Quand la vente du bien entre dans un régime où la TVA s’applique sur le prix total (et non sur la marge), la taxe de publicité foncière reste à 0,715 %. Ce cas de figure concerne notamment les biens achevés depuis moins de cinq ans ou les terrains à bâtir dans certaines conditions.

Dans cette configuration, les frais d’acquisition peuvent effectivement approcher les 2 %. Mais ce résultat suppose un cumul de conditions rarement automatique : régime TVA sur prix total, engagement de revente respecté, et opération d’un montant suffisant pour diluer les frais fixes.

Les retours varient sur ce point selon les études notariales : certaines appliquent des honoraires libres plus élevés sur les dossiers de marchands de biens, précisément parce que la rédaction de l’acte et le suivi des engagements demandent un travail supplémentaire.
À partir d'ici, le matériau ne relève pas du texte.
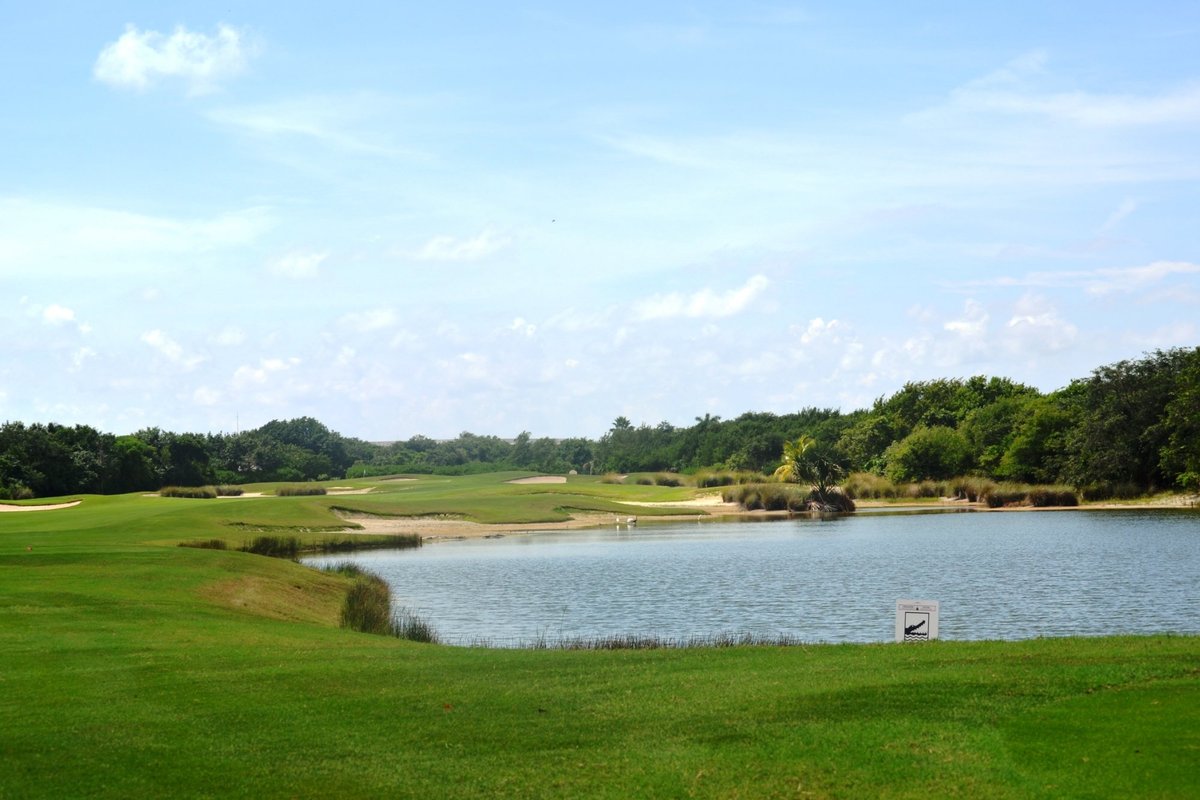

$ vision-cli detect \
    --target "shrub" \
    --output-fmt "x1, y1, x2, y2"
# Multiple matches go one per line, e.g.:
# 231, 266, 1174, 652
158, 486, 217, 500
275, 485, 325, 498
0, 483, 34, 500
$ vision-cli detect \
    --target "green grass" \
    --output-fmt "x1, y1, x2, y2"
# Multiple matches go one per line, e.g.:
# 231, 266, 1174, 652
0, 476, 1200, 798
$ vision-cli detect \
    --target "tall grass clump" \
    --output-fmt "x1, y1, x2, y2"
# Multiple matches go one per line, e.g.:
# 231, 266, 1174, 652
1028, 486, 1079, 509
275, 485, 325, 498
0, 483, 34, 500
694, 471, 734, 489
326, 564, 438, 644
239, 536, 300, 559
841, 473, 900, 500
950, 477, 996, 503
721, 483, 854, 512
907, 481, 950, 499
1080, 481, 1142, 501
311, 534, 424, 553
179, 539, 229, 551
158, 486, 217, 500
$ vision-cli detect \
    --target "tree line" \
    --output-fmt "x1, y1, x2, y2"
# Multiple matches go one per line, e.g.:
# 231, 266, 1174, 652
0, 348, 1200, 498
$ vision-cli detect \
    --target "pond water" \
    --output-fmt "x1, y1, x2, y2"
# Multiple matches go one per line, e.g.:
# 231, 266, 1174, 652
306, 511, 1200, 646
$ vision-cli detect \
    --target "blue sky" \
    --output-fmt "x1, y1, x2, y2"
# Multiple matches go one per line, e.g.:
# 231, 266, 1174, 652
0, 2, 1200, 440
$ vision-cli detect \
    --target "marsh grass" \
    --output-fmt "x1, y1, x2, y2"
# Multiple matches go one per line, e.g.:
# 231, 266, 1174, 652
721, 483, 854, 512
179, 539, 229, 551
314, 534, 422, 553
158, 486, 217, 500
549, 632, 806, 650
239, 536, 300, 559
239, 534, 422, 559
323, 561, 438, 644
1080, 482, 1145, 501
984, 483, 1079, 509
275, 483, 325, 498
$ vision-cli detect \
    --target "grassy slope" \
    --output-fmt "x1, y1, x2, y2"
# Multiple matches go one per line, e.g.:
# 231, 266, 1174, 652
0, 477, 1200, 798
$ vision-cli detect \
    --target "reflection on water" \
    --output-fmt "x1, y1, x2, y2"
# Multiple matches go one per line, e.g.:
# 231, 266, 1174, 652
311, 511, 1200, 645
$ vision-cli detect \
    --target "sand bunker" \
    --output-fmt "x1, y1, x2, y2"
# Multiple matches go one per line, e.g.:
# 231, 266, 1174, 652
0, 500, 83, 511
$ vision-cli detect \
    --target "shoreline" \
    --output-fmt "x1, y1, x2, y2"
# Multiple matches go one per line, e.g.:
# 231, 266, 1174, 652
337, 495, 1200, 543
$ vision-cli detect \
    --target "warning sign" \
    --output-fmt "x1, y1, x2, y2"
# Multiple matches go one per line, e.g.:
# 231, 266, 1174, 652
896, 600, 937, 642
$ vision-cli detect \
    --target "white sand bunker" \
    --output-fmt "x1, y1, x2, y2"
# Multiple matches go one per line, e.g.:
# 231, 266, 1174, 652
0, 500, 83, 511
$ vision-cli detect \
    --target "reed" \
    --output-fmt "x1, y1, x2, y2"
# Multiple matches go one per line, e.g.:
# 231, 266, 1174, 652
158, 486, 217, 500
239, 536, 301, 559
178, 539, 229, 551
275, 483, 325, 498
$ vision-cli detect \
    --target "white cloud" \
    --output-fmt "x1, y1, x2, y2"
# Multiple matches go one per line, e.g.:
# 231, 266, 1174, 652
266, 251, 329, 279
192, 386, 222, 405
342, 308, 400, 333
212, 326, 246, 347
1007, 295, 1079, 353
506, 317, 538, 337
414, 228, 511, 261
42, 303, 74, 325
943, 300, 988, 341
92, 25, 254, 95
634, 275, 770, 320
142, 329, 204, 369
800, 317, 845, 344
233, 357, 300, 386
71, 347, 96, 372
967, 261, 1200, 295
931, 50, 1200, 128
0, 198, 275, 277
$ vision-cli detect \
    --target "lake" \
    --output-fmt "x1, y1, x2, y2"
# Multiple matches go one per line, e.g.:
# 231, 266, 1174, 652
306, 510, 1200, 646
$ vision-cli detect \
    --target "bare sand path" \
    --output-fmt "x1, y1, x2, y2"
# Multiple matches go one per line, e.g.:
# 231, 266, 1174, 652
0, 500, 83, 512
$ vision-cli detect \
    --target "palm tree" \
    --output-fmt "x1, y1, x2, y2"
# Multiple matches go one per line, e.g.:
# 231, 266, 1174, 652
774, 434, 853, 511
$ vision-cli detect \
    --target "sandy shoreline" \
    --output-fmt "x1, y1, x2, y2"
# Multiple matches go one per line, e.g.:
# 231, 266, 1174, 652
0, 500, 83, 513
337, 494, 1200, 542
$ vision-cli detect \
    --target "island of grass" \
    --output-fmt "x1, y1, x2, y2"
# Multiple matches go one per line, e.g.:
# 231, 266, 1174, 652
0, 474, 1200, 798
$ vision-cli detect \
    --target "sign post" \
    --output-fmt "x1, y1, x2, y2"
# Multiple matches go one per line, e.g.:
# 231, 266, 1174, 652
896, 600, 937, 642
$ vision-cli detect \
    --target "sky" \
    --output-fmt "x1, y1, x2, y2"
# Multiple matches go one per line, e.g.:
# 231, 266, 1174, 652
0, 0, 1200, 441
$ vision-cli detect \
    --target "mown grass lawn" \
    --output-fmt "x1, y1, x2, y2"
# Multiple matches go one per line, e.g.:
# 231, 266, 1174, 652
0, 479, 1200, 798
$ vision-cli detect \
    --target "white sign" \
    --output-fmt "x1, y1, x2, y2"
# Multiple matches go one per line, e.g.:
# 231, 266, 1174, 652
896, 600, 937, 642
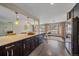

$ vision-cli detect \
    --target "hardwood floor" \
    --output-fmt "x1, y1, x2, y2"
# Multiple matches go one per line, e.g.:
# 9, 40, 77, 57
30, 36, 65, 56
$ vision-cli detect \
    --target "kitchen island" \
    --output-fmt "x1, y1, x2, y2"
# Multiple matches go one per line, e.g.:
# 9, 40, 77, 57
0, 33, 44, 56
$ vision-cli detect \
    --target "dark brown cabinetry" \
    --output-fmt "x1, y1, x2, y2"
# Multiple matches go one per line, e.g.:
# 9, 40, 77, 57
0, 34, 44, 56
65, 3, 79, 56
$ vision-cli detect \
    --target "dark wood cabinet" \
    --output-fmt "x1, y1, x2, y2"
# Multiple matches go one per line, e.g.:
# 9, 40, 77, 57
0, 34, 44, 56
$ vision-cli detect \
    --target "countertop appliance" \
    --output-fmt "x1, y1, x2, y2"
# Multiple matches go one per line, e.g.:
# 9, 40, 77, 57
65, 17, 79, 55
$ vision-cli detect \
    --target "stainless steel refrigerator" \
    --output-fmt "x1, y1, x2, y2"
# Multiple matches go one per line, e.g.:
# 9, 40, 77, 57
65, 17, 79, 56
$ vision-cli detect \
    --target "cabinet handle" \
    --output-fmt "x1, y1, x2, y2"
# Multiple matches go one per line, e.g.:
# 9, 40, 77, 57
5, 45, 15, 49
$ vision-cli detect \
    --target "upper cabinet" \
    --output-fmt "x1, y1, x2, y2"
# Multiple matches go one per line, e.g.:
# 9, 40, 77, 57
67, 3, 79, 20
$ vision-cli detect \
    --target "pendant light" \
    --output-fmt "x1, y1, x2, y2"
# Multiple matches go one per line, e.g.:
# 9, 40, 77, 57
15, 12, 19, 25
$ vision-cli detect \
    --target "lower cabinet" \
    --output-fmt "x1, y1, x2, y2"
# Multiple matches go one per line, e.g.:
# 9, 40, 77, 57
0, 42, 23, 56
0, 35, 44, 56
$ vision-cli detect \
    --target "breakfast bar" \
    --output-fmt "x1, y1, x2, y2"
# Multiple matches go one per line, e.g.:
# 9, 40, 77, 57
0, 33, 44, 56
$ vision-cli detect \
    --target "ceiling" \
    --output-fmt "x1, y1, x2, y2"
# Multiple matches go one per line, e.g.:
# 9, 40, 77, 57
1, 3, 75, 23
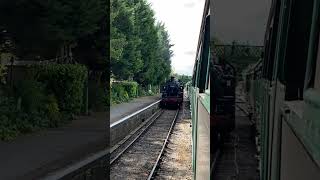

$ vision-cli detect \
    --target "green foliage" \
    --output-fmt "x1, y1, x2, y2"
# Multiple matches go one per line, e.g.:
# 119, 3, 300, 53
0, 65, 87, 140
38, 64, 87, 113
15, 80, 46, 112
111, 83, 129, 104
110, 0, 173, 86
0, 64, 7, 84
0, 0, 107, 58
173, 74, 192, 86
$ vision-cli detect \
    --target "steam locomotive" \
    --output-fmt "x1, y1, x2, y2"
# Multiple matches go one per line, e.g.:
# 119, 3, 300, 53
160, 77, 183, 108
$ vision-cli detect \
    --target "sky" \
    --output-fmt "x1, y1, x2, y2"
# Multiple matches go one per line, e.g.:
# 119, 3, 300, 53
210, 0, 271, 45
148, 0, 205, 75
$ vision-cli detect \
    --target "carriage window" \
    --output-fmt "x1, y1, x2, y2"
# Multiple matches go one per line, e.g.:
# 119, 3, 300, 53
280, 1, 313, 100
262, 1, 281, 80
198, 16, 210, 93
313, 36, 320, 91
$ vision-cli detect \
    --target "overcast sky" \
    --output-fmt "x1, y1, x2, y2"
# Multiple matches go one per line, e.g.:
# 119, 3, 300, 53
210, 0, 271, 45
148, 0, 205, 75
Marchand de biens tenant un clipboard de coûts d'acquisition dans un appartement en rénovation à Paris

Calcul des frais de notaire marchand de biens : décomposer plutôt que résumer

Plutôt que de raisonner en pourcentage global, on a intérêt à poser les quatre lignes du décompte à chaque opération :

  • Droits d’enregistrement ou taxe de publicité foncière : c’est le poste variable (taux plein autour de 5,8 % pour l’ancien, réduit à 0,715 % avec engagement de revendre, ou droit fixe de 125 euros avec engagement de construire)
  • Émoluments du notaire : calculés sur un barème dégressif, ils représentent moins de 1 % sur les acquisitions au-dessus de 60 000 euros
  • Contribution de sécurité immobilière : 0,10 % du prix net
  • Débours : généralement quelques centaines d’euros, variables selon la complexité du dossier

Sur une acquisition à 100 000 euros avec engagement de revendre, le total tourne plutôt autour de 2,5 à 3 % une fois tous les postes additionnés. Sur une acquisition à 500 000 euros, le poids relatif des frais fixes diminue et on se rapproche davantage des 2 %.

Le passage de 8 % à 2 % est donc techniquement possible, mais il correspond à un scénario optimal. Pour la majorité des opérations courantes, tabler sur 2,5 à 3 % reste plus prudent, et intégrer une provision pour rappel de droits dans le plan de financement évite les mauvaises surprises à la revente.